What are you reading now?
J.K. Rowling’s A Casual Vacancy. I have to say that I am pleasantly surprised by the fact that Rowling can do more than spin off delectable children’s fiction. A Casual Vacancy is bitter naturalism at its best. I haven’t read something this vicious in a while.
Who is your favorite author?
I can’t say that I can pick one. There are many that I return to over and again – Donne, Shakespeare… Michael Ondaatje, Lakdasa Wikkramasinha, Wilson Harris, Dionne Brand, China Miéville… the list could go on. I recently discovered the work of Nuala O’Faolain. She blows me away. I can’t pick one.
What book inspired you to read?
I began reading before memory. My earliest conscious memory of reading is of a book of Greek myths, and since my siblings (who were older than me) were always involved in the Shakespeare Drama Competition, I got my Shakespeare down pretty early too.
What book did you feel you were supposed to like, and didn’t?
Just about everything by Margaret Atwood. I’ve been forced to teach her work on occasion. It’s always a painful experience.
Do you remember the last book you put down without finishing?
The last book I put down without finishing was John Banville’s The Sea. It was a mighty disappointment, specially since Banville is a writer I respect.
If you could require the president to read one book, what would it be?
A. Sivanandan’s When Memory Dies. I hope we never forget how intertwined our myriad histories are, every single one of us.

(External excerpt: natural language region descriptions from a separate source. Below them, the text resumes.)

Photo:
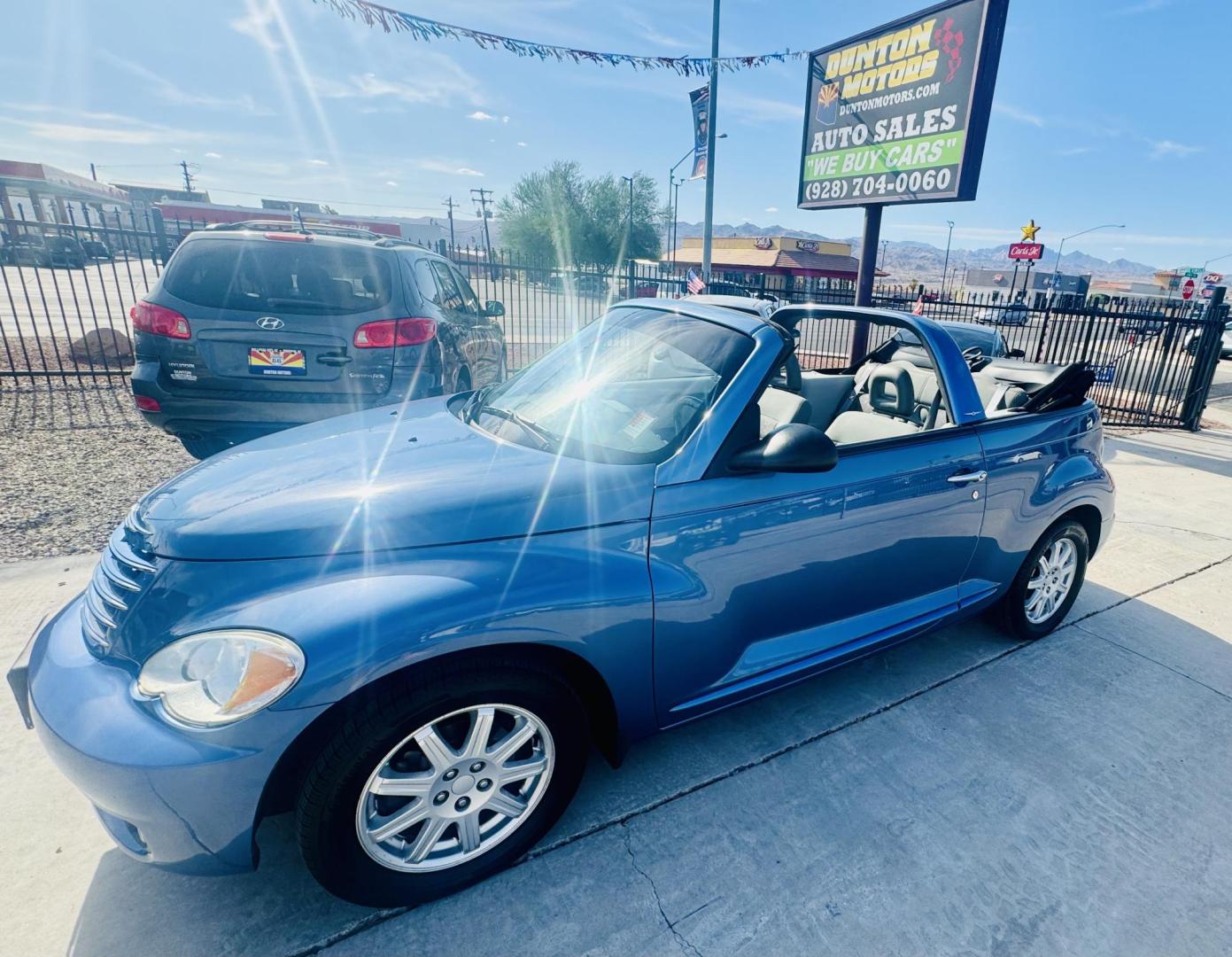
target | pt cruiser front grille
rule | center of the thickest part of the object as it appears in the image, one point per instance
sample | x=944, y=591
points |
x=119, y=579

But sadly, our national narratives seem to be constructed along convenient, monolithic lines now.
What is your most ‘feel good’ read?
Any book that possesses me completely.
What was your favorite childhood read?
I was lucky to have accidentally come by a copy of Susan Cooper’s Silver On The Tree, the final volume in her series The Dark Is Rising. All the books in the series are exceptional.

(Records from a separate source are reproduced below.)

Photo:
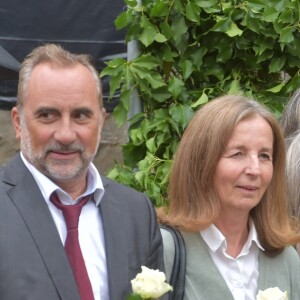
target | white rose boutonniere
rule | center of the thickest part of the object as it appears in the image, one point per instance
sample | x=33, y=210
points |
x=149, y=284
x=272, y=294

Who is your favourite character in a book?
Anil, in Ondaatje’s Anil’s Ghost. I understand a woman who crash dances to Tom Waits.
What is your favourite place to read a book in Colombo?

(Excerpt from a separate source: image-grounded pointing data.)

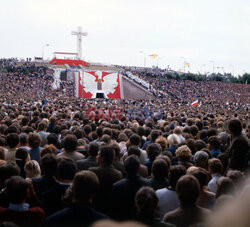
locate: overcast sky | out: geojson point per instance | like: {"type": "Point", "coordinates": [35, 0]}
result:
{"type": "Point", "coordinates": [198, 30]}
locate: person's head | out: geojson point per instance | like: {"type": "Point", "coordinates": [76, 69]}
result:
{"type": "Point", "coordinates": [52, 139]}
{"type": "Point", "coordinates": [225, 186]}
{"type": "Point", "coordinates": [42, 126]}
{"type": "Point", "coordinates": [66, 169]}
{"type": "Point", "coordinates": [106, 155]}
{"type": "Point", "coordinates": [93, 149]}
{"type": "Point", "coordinates": [16, 189]}
{"type": "Point", "coordinates": [70, 143]}
{"type": "Point", "coordinates": [34, 140]}
{"type": "Point", "coordinates": [213, 142]}
{"type": "Point", "coordinates": [155, 134]}
{"type": "Point", "coordinates": [160, 169]}
{"type": "Point", "coordinates": [178, 130]}
{"type": "Point", "coordinates": [122, 137]}
{"type": "Point", "coordinates": [106, 139]}
{"type": "Point", "coordinates": [199, 145]}
{"type": "Point", "coordinates": [235, 127]}
{"type": "Point", "coordinates": [215, 166]}
{"type": "Point", "coordinates": [153, 150]}
{"type": "Point", "coordinates": [48, 149]}
{"type": "Point", "coordinates": [173, 139]}
{"type": "Point", "coordinates": [237, 177]}
{"type": "Point", "coordinates": [146, 202]}
{"type": "Point", "coordinates": [163, 142]}
{"type": "Point", "coordinates": [183, 153]}
{"type": "Point", "coordinates": [12, 140]}
{"type": "Point", "coordinates": [174, 175]}
{"type": "Point", "coordinates": [85, 185]}
{"type": "Point", "coordinates": [132, 164]}
{"type": "Point", "coordinates": [23, 139]}
{"type": "Point", "coordinates": [134, 150]}
{"type": "Point", "coordinates": [188, 190]}
{"type": "Point", "coordinates": [116, 149]}
{"type": "Point", "coordinates": [8, 170]}
{"type": "Point", "coordinates": [22, 156]}
{"type": "Point", "coordinates": [32, 169]}
{"type": "Point", "coordinates": [201, 159]}
{"type": "Point", "coordinates": [49, 165]}
{"type": "Point", "coordinates": [135, 140]}
{"type": "Point", "coordinates": [202, 176]}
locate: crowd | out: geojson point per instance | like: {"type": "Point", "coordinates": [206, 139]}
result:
{"type": "Point", "coordinates": [71, 162]}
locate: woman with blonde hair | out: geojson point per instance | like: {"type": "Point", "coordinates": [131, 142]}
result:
{"type": "Point", "coordinates": [32, 169]}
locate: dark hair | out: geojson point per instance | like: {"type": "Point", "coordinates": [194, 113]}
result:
{"type": "Point", "coordinates": [225, 186]}
{"type": "Point", "coordinates": [12, 140]}
{"type": "Point", "coordinates": [199, 145]}
{"type": "Point", "coordinates": [188, 189]}
{"type": "Point", "coordinates": [155, 134]}
{"type": "Point", "coordinates": [8, 170]}
{"type": "Point", "coordinates": [34, 140]}
{"type": "Point", "coordinates": [215, 166]}
{"type": "Point", "coordinates": [117, 149]}
{"type": "Point", "coordinates": [93, 149]}
{"type": "Point", "coordinates": [52, 139]}
{"type": "Point", "coordinates": [16, 189]}
{"type": "Point", "coordinates": [201, 176]}
{"type": "Point", "coordinates": [214, 141]}
{"type": "Point", "coordinates": [107, 153]}
{"type": "Point", "coordinates": [42, 126]}
{"type": "Point", "coordinates": [134, 150]}
{"type": "Point", "coordinates": [23, 137]}
{"type": "Point", "coordinates": [21, 157]}
{"type": "Point", "coordinates": [132, 164]}
{"type": "Point", "coordinates": [235, 127]}
{"type": "Point", "coordinates": [175, 173]}
{"type": "Point", "coordinates": [70, 143]}
{"type": "Point", "coordinates": [146, 201]}
{"type": "Point", "coordinates": [48, 165]}
{"type": "Point", "coordinates": [66, 169]}
{"type": "Point", "coordinates": [85, 185]}
{"type": "Point", "coordinates": [135, 140]}
{"type": "Point", "coordinates": [160, 168]}
{"type": "Point", "coordinates": [153, 150]}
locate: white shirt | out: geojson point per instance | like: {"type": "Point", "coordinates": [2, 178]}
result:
{"type": "Point", "coordinates": [168, 201]}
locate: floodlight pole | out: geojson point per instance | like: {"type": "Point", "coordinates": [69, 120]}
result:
{"type": "Point", "coordinates": [79, 35]}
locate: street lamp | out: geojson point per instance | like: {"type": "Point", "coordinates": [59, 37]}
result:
{"type": "Point", "coordinates": [142, 52]}
{"type": "Point", "coordinates": [46, 45]}
{"type": "Point", "coordinates": [184, 62]}
{"type": "Point", "coordinates": [213, 65]}
{"type": "Point", "coordinates": [232, 68]}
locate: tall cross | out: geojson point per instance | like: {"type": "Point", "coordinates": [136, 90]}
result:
{"type": "Point", "coordinates": [79, 35]}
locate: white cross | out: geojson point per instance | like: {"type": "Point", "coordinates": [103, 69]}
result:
{"type": "Point", "coordinates": [79, 35]}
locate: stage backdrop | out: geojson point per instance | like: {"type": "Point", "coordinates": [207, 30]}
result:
{"type": "Point", "coordinates": [88, 84]}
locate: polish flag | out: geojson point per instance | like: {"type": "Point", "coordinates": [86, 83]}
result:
{"type": "Point", "coordinates": [195, 103]}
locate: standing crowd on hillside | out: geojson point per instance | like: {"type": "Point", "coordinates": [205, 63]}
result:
{"type": "Point", "coordinates": [71, 162]}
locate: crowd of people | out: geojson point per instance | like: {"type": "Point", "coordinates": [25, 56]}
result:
{"type": "Point", "coordinates": [71, 162]}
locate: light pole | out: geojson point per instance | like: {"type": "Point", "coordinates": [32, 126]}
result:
{"type": "Point", "coordinates": [213, 65]}
{"type": "Point", "coordinates": [142, 52]}
{"type": "Point", "coordinates": [46, 45]}
{"type": "Point", "coordinates": [184, 62]}
{"type": "Point", "coordinates": [232, 68]}
{"type": "Point", "coordinates": [158, 61]}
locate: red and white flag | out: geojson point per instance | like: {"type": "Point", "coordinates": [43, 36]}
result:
{"type": "Point", "coordinates": [195, 103]}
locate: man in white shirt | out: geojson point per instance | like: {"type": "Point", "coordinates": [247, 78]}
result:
{"type": "Point", "coordinates": [168, 199]}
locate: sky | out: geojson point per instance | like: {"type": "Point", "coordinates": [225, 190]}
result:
{"type": "Point", "coordinates": [210, 35]}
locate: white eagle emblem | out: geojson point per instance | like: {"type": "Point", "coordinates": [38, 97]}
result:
{"type": "Point", "coordinates": [98, 83]}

That’s a tough one. There are so many. I’d have to pick the lovely, grand veranda of my maternal grandmother’s home “Avilion.” There were araliya trees in the garden and a Francisia bush right beside the veranda that perfumed those impossible Colombo afternoons.
Sadly, neither the house nor the gardens exist anymore.
How much would you say you spend on books a year?
Oh dear. Far too much. But you see, I love books, strange books, rare books, old books. Just recently, I purchased a copy of Luigi Serafini’s Codex Seraphinianus which is this incredible postmodern neo-medieval (can there be such a thing?) bestiary. It is simply exquisite. But it meant that I had to be happy with rice and dhal for a few weeks. I would readily starve for a good book.